So the scammers are taking advantage of the COVID-19 pandemic. But, of course.
As reported on Sky News, experts from the National Cyber Security Centre (NCSC) have said that a range of attacks are being conducted by cyber criminals to make money out of exploiting people's fears over COVID-19.
The article states that fake emails posing as communications from health authorities are being sent with links claiming to provide important updates, which when clicked instead lead to devices being infected with malware. The NCSC warned: "Individuals in the UK have been targeted by these coronavirus-themed phishing emails, with infected attachments containing fictitious 'safety measures'."
The US Centre for Disease Control and the World Health Organisation have also been impersonated by the fraudsters.
The cybercriminals create domain names similar to these organisations' real web addresses in order to dupe email recipients and "request passwords and even bitcoin donations to fund a fake vaccine", says the NCSC.
Coronavirus: Using masks to lure you in
According to Sky News, criminals are also taking advantage of the outbreak on dark net marketplaces, where normal listings for drugs and hacking tools are being joined by offers for surgical face masks.
Away from the dark web, hundreds of websites have been set-up within the past few weeks offering heavily discounted face masks.
But, as risk firm Digital Shadows told Sky News, there is a huge risk that these products are counterfeit, and in some cases the masks potentially don't even exist at all - and once enough consumers have handed over their money, the website will simply disappear.
The scam to be wary of: "Coronavirus awareness"
Cyber criminal gangs are also targeting healthcare professionals with phishing emails about "coronavirus awareness" - part of a wave of scams capitalising on the pandemic.
Sky News has seen a copy of an email scam sent to a number of healthcare organisations that pretends to be from each firm's internal IT team.
The email - which has the subject "ALL STAFF: CORONA VIRUS AWARENESS" - tells employees that "the institution is currently organising a seminar for all staff to talk about this deadly virus", asking them to click on a link to register.
The link takes anyone clicking on it to a third-party website disguised as an Outlook web app. Anyone who fills in that form ends up giving their details to the hackers.
Paul Chichester, the NCSC's director of operations, said: "We know that cyber criminals are opportunistic and will look to exploit people's fears, and this has undoubtedly been the case with the coronavirus outbreak. Our advice to the public is to follow our guidance, which includes everything from password advice to spotting suspect emails."
Playing on fear
Jake Moore, Cybersecurity Specialist at ESET, says that, “The spread of fear is just as contagious as COVID-19 and people are falling for these scams in panic mode. Cyber criminals are relying more on social engineering, which is the practice of deceiving or manipulating someone. Right now this tactic is proving very popular; people feel they have limited time to research the background and validation of sites. Panic is a psychological feeling that threat actors use widely, especially when there is a pandemic.
I’m also seeing a huge increase in texting scams. I’ve seen employees targeted with texts which are supposedly from their boss, requesting that they send Amazon vouchers to their business partners to apologise for business inconvenience. Employees need to verify these requests by phoning their management on the number they know to be correct before any financial transactional is made.”

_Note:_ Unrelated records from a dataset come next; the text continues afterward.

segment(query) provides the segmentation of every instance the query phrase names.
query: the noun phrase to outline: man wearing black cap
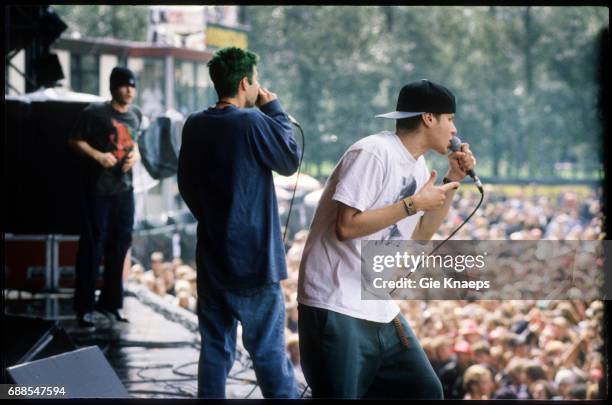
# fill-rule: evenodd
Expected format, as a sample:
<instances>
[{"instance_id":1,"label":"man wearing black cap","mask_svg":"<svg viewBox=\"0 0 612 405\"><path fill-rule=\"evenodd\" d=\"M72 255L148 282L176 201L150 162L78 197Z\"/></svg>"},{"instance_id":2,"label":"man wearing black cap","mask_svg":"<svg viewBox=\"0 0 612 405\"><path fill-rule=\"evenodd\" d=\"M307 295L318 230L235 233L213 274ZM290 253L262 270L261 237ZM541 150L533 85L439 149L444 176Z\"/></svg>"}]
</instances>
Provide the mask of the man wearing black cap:
<instances>
[{"instance_id":1,"label":"man wearing black cap","mask_svg":"<svg viewBox=\"0 0 612 405\"><path fill-rule=\"evenodd\" d=\"M74 309L79 326L93 327L94 309L127 322L123 306L123 263L132 243L132 167L140 159L136 137L142 120L132 105L136 80L127 68L110 75L112 100L81 113L70 144L85 156L81 176L81 235L76 259ZM98 268L104 257L104 286L97 303Z\"/></svg>"},{"instance_id":2,"label":"man wearing black cap","mask_svg":"<svg viewBox=\"0 0 612 405\"><path fill-rule=\"evenodd\" d=\"M353 144L327 181L300 263L302 370L314 397L442 398L442 386L392 300L361 300L362 240L429 240L475 164L467 144L449 155L443 185L424 154L456 134L455 97L421 80L404 86L396 131Z\"/></svg>"}]
</instances>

Remote working tools tricks
Ed Bishop, Chief Technology Officer at Tessian, advises, "As more employees are asked to work from home, people need to be even more vigilant when it comes to phishing attacks. Hackers love emergencies and times of uncertainty, because people are scared, distracted, and vulnerable. This makes them ideal targets.
"During this time, staff need to be aware that hackers will impersonate trusted individuals and brands to trick people into steal money, harvest credentials, or install malware on their computers. Bad actors may impersonate senior executives such as the CEO or the CFO, saying 'as we're away from the office, please send me your personal phone number as I need you to do something for me.' In this case, I urge people to contact the person who requested you to do something - via an internal channel like Slack or an SMS - to confirm it was them.
"Similarly, as organisations rely on remote-working tools, hackers may also pose as popular web conferencing applications and trick staff into clicking links that will 'activate their web conferencing accounts'. Be less trusting of any email asking you to take an action. Look beyond the branding of the email or the display name and examine the full email address of the sender, and any URL, carefully.